Having undergone a life-altering procedure that would remodel my ribcage for several months, I already felt like I didn’t belong in my own body. Now I didn’t belong in the neighborhood I called home. I live in the vibrant Castro district in San Francisco; locals and visitors alike don all sorts of costumes without ever getting a double-take. One man hangs around with nothing but a gold sock covering his genitals, often enough for my Lyft drivers to shrug and say, “Oh, yeah. That guy.” And yet, I had someone shout, “Boo!” at me, a barista roll her eyes telling me a cup of coffee would be “hard to drink with that mask on,” and a homeless woman point toward the Wells Fargo suggesting I would “feel better if you go up there and rob them.”
I want to be able to write that after all that I went through – all the far more humiliating moments I had while hospitalized, with slowly draining chest tubes and constipation from a slowly emptying stomach – I am unfazed by comments from clueless strangers. But I felt robbed of normalcy each time. I told myself the experience would help me practice empathy, that every tactless comment was fodder for my memoir.

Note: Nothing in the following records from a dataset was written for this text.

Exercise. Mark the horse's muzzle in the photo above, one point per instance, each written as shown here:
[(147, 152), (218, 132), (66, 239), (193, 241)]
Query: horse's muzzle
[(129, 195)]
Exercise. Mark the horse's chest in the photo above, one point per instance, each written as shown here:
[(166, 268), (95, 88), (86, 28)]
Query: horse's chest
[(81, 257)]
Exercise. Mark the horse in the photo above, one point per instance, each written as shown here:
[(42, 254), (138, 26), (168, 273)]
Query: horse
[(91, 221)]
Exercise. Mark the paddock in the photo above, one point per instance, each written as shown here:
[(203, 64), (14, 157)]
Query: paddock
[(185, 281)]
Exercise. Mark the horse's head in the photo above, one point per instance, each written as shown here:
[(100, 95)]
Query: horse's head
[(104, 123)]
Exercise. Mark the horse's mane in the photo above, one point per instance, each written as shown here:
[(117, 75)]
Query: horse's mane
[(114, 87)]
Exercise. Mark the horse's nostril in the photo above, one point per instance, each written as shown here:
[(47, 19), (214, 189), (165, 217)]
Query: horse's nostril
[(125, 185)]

Though my sister and I laugh about the time a man stumbled when he passed me on a hike, and the time another man tripped down a few stairs when he took a second look at me (Really, men are falling for me all over the place!), wearing a mask adds to my already robust social anxiety. I prefer going to gyms over parties because I don’t have to shout for people to hear me. Some people think I’m wearing an elevation training mask, or that I am sensitive to the loose chalk that permeates rock-climbing gyms. My mask may hide my smile at parties, but it also hides the unbecoming facial expressions I make when I’m struggling on a bouldering problem.
Now that my transplanted heart and lungs are a bit older (and a bit more mine), I wear masks less and less. I’m on lower doses of immunosuppressants and therefore less prone to infection, so I mainly wear masks on public transportation, in hospitals, and at the gym. I notice how different I feel leaving my house without fear of people stopping or staring at me, ordering my coffee or interacting with a salesperson without a physical barrier between us.
Last week underscored the reason I wear masks. They are one of few forms of protection I have in a life replete with risk. All the stares in the world are worth the peace of mind that I am protecting my lungs from infection. My P100 and N99 masks filter particles in the air, and have proved an effective way to train me to stop touching my face. With wildfires severely impacting air quality throughout California, and especially the Bay Area where I live, I’ve seen dozens of other people wearing masks around the city. I went from being an outsider to being a paragon of preparedness.
With the holiday falling on a Monday, I was in the thick of the Halloween festivities when I took my dog for a walk in the Castro neighborhood Sunday night. “I like your costume!” someone hooted. I grumbled “Thanks,” but later it occurred to me that I should have said “I like yours, too,” since we were both in street clothes. I wanted so badly to pass for normal and efface myself from public view. My mask made that impossible, and rightfully so, as masks were not the norm.
This October, I’m not the only one wearing a filter mask. I wish deadly fires had not sparked this trend toward normalization, but seeing more education about types of masks and their applications gives me hope for refuting the misconceptions I’ve experienced. I find silver linings in the midst of disaster: learned empathy and, as always, writing material.